—————————————————— Ronny Elliott, with Ken Gaines | Houston Press

Ronny Elliott, with Ken Gaines

Ronny Elliott is like a Brillo pad; if he rubs against you, there's gonna be some scrapes. About as far from the alt-country mainstream as you can get, Elliott's records are like surly little history lessons, full of pop culture trivia about wayward geniuses like Tampa Red, Lord Buckley, Gorgeous George, Jerry Lee Lewis, Sid Vicious and Degas. Elliott is so screw-you independent, he flipped off the alt-country journalism establishment in song ("South By So What") in what Robbie Fulks called the most commercially suicidal act by an artist he's ever seen.

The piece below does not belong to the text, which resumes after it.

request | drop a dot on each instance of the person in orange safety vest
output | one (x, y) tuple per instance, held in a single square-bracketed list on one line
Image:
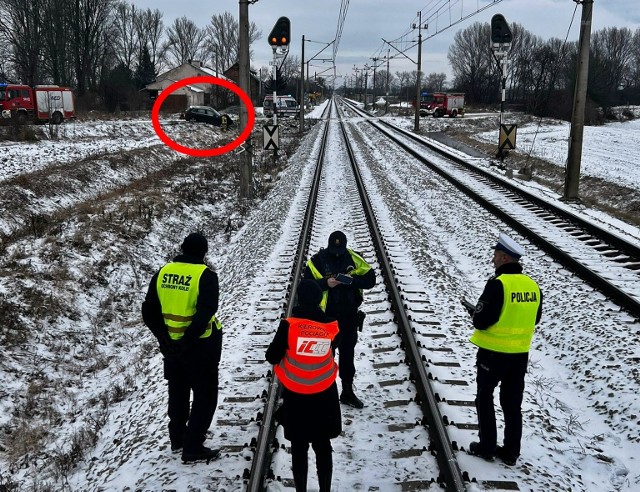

Still, Britain's Mojo magazine genuflects to Elliott's every release, and a hard-core fan base scours the Internet for word of an Elliott appearance. The larger-than-life character, who once braced Jimi Hendrix's amps to keep them from tumbling over, makes records for next to nothing in his living room, and he doesn't clean them up with ProTools or do a billion takes to correct the occasional misstep.

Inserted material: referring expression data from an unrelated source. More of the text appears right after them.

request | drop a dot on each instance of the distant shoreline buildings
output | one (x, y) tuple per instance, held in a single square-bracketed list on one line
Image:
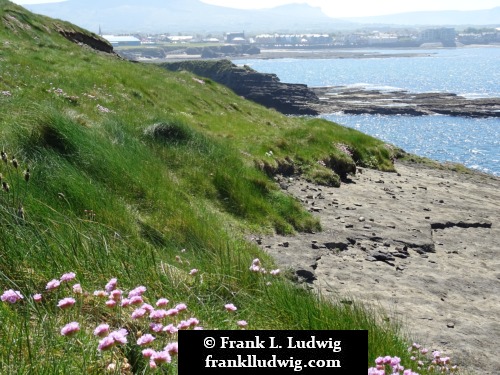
[(445, 36)]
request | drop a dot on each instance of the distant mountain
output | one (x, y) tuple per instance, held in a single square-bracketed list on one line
[(173, 16), (473, 17)]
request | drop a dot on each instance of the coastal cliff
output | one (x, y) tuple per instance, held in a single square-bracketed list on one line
[(265, 89), (299, 99)]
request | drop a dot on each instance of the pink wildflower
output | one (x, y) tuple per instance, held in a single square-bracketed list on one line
[(170, 329), (162, 302), (172, 312), (242, 323), (11, 296), (161, 357), (111, 285), (77, 289), (70, 329), (395, 361), (145, 339), (397, 368), (115, 294), (172, 348), (183, 325), (254, 268), (101, 293), (136, 300), (156, 327), (119, 335), (193, 322), (138, 313), (148, 353), (53, 284), (101, 330), (66, 302), (139, 291), (181, 307), (106, 343), (68, 276), (158, 314)]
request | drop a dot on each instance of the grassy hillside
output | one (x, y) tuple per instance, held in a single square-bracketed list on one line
[(119, 170)]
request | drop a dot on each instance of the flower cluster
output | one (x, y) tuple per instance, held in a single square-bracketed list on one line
[(436, 363), (11, 296), (342, 147), (392, 365), (151, 327)]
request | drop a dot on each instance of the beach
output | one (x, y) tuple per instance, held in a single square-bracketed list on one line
[(422, 244)]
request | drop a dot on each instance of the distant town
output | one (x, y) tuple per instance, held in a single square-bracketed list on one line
[(159, 46)]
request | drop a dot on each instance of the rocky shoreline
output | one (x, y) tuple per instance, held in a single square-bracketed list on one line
[(298, 99), (422, 243), (398, 102)]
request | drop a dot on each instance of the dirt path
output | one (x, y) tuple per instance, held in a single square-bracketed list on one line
[(423, 243)]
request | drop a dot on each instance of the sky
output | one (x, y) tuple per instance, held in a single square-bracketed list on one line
[(348, 8)]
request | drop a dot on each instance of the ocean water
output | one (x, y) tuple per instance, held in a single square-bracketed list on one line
[(471, 72)]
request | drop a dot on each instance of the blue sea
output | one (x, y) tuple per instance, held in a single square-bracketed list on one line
[(470, 72)]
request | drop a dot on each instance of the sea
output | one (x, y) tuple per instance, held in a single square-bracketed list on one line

Elliott is like the people he sings about in one of his best tunes ("I only wanna be with the ones who burn, burn, burn / Ones who light up the night like a cigarette"), so there's little doubt this rare Houston appearance will mark the first time anyone has ever heard the real history of "The Twist" at Anderson Fair. That venerable folk joint may never be the same after Elliott, who claims to have "a copy of Lolita just in case I need it / monkey on my back, tryin' not to feed it."